DIFICULDADES NA APRENDIZAGEM A PARTICIPAÇÃO DA FAMÍLIA E AS EXPRESSÕES DE SOFRIMENTO PSIQUICO

       No decorrer deste trabalho a cerca do tema as leituras produzem inúmeras opiniões e abrangem diversas abordagens ,trazendo discussões e idéias enriquecendo a problemática  a respeito desse assunto. Essa discussão sobre tais relações que se estabeleçam entre processos de subjetivação e aprendizagem é fundamental para que se entenda, inicialmente a  proposta do tema. Através da ação sobre o meio físico e da interação com o ambiente social, na qual a linguagem exerce papel central, processa-se o desenvolvimento e a aprendizagem do ser humano. Pelo desenvolvimento, a criança logo ao nascer vai se constituindo como um sujeito dividido, não dono de suas vontades. É um processo complexo, em que a combinação de fatores biológicos, psicológicos e sociais produz nele transformações qualitativas. Muitos autores vêm discutindo a relação de desenvolvimento e aprendizagem, principalmente a partir das idéias de estudiosos europeus que realizaram suas pesquisas na primeira metade do século XX.

         Para Piaget (1989), a aprendizagem depende do nível de desenvolvimento já alcançado pelas crianças. Segundo ele, é o desenvolvimento que cria condições para a aprendizagem, ou seja, é anterior á aprendizagem. O ensino deve seguir o desenvolvimento, pois só é possível aprender quando há amadurecimento das funções cognitivas compatíveis com o nível de aprendizagem.

          Essa apropriação do saber ocorre pela interação social com adultos e companheiros. Nessa visão, desenvolvimento e aprendizagem quando significativa estimula e desencadeia o avanço do desenvolvimento para um nível mais complexo que, por sua vez, serve de base para novas aprendizagens.

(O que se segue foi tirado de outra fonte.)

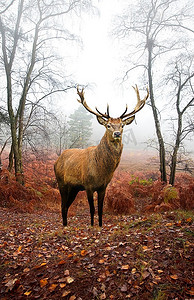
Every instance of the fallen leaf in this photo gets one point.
(101, 261)
(65, 293)
(66, 272)
(12, 283)
(27, 293)
(40, 266)
(43, 282)
(124, 288)
(125, 267)
(103, 296)
(145, 274)
(62, 262)
(52, 287)
(69, 280)
(84, 253)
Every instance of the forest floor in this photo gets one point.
(130, 257)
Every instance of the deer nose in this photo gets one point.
(117, 134)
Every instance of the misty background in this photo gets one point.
(103, 47)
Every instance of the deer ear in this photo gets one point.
(129, 120)
(102, 121)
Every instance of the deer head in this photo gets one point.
(114, 126)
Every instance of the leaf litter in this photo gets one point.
(129, 257)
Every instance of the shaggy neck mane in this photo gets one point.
(109, 152)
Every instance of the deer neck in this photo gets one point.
(110, 152)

           Segundo Wallon (1986), outro estudioso da criança, trouxe importantes contribuições para pensar sobre o desenvolvimento, ancorando-o numa tripla interação: fatores sociais, biológicos e psíquicos, destacando nestes as funções afetivas. Ao estudar as relações do ser humano com o ambiente, Wallon (1986) concebe a emoção como a primeira manifestação social que possibilita a comunicação da criança com seu meio. Para ele, as emoções estão na origem da linguagem, precedem toda a formação sensório-motora e mental, contribuem para o desenvolvimento intelectual. As formas do pensamento, assim, são fortemente influenciadas pelas experiências afetivas do indivíduo.

        A psicanálise, com Freud e Lacan,desencadeou uma discussão acerca do desejo do sujeito, onde devemos ver o sujeito como um ser desejante incluindo no circuito da linguagem. A partir dos escrito da psicanalista francesa Maud Mannoni, especificamente em sua obra A criança atrasada e a mãe, o debate acerca da escolarização da criança com problemas de desenvolvimento se acirrou,sendo então, Mannoni uma autora muito importante para  transformação do pensamento sobre a aprendizagem das crianças com problemas de desenvolvimento (MRECH,1999).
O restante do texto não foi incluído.